Par ailleurs, la grande majorité des travaux étudiés mentionnent un biais potentiel dû à l’ordre des conditions testées. Les performances de l’utilisateur peuvent en effet s’améliorer au cours du test, par un effet d’apprentissage [Baenninger et Newcombe, 1989], ou au contraire se dégrader à cause de la fatigue que peut ressentir l’utilisateur. Une différence de performances entre deux pyramides, respectivement testées au début et à la fin du test, pourrait donc ne pas être due à l’influence de la pyramide elle-même mais simplement à l’ordre du test. Pour éviter cela, les travaux existants proposent plusieurs méthodes. D’une part, ajouter une phase d’entrainement en début de test permet de limiter l’effet d’apprentissage. D’autre part, mélanger l’ordre de test entre les différents participants permet de contrebalancer statistiquement ce biais potentiel [Çöltekin 2015]. Pour améliorer la significativité des résultats, il est également possible de multiplier les essais sur une même condition. Dans notre cas, chaque participant réalisera donc la tâche choisie plusieurs fois sur une même pyramide, selon un ordre différent des autres participants.

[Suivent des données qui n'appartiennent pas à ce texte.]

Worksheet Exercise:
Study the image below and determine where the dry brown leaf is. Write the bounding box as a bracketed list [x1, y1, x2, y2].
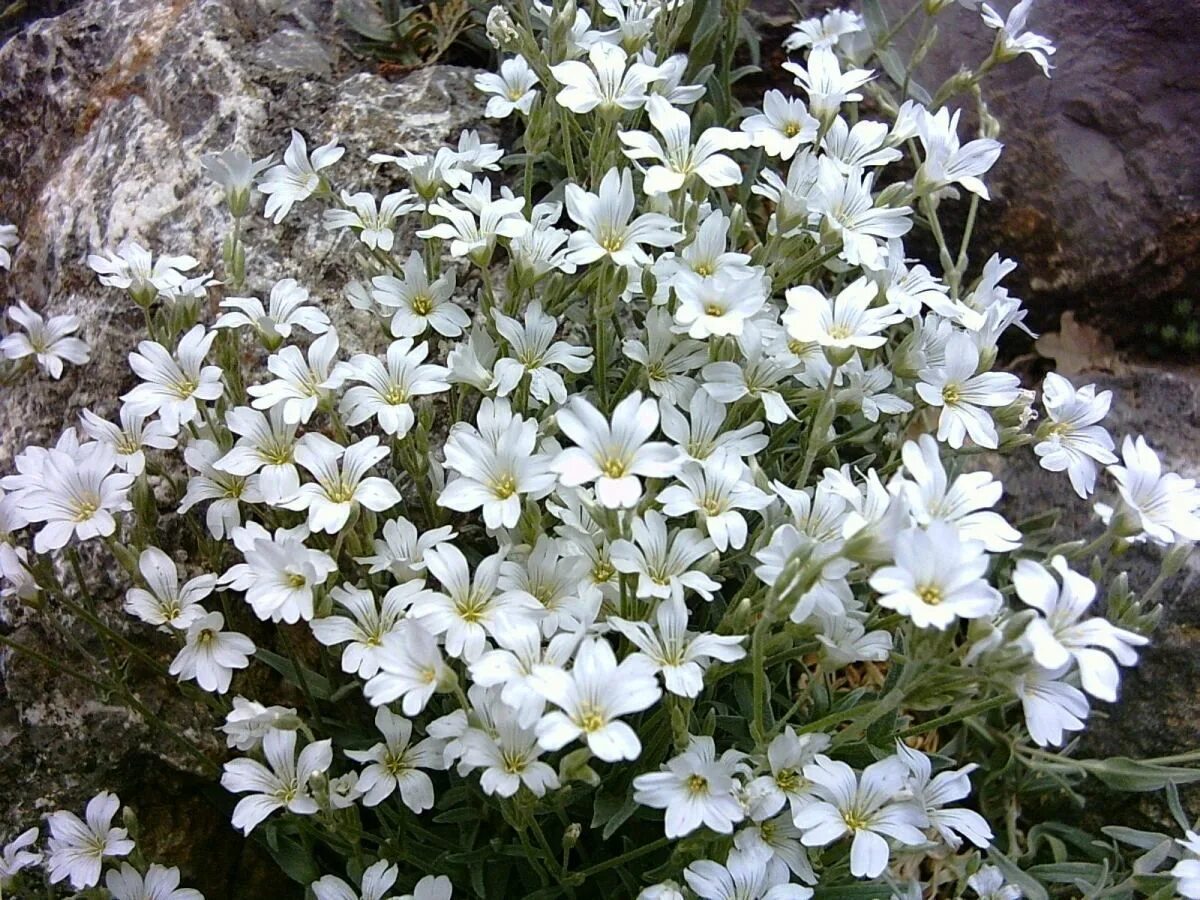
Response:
[1033, 312, 1126, 376]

Enfin en ce qui concerne les mesures proposées dans les travaux étudiés, les mesures de précision et de temps sont couramment utilisées pour évaluer les performances de l’utilisateur lors de la réalisation d’une tâche en géovisualisation [Kinkeldey et al., 2014]. Néanmoins, des travaux en sciences cognitives [Fabrikant et al., 2008 ; Çöltekin et al., 2010] conseillent de coupler ces mesures à des méthodes qualitatives, comme le think aloud ou l’enregistrement des interactions, pour pouvoir mieux comprendre et expliquer ces résultats numériques.

Aucun protocole n’existe pour évaluer la fluidité de navigation dans une carte multi-échelle. Nous définirons donc dans les parties suivantes la tâche (§E.2), le protocole (§E.3) et l’implémentation (§E.4) de notre test de manière relativement empirique. Puis nous analyserons et interpréterons ses résultats et faisons un retour d’expérience sur la conduite de test utilisateurs pour l’évaluation de cartes multi-échelles en général (§E.5).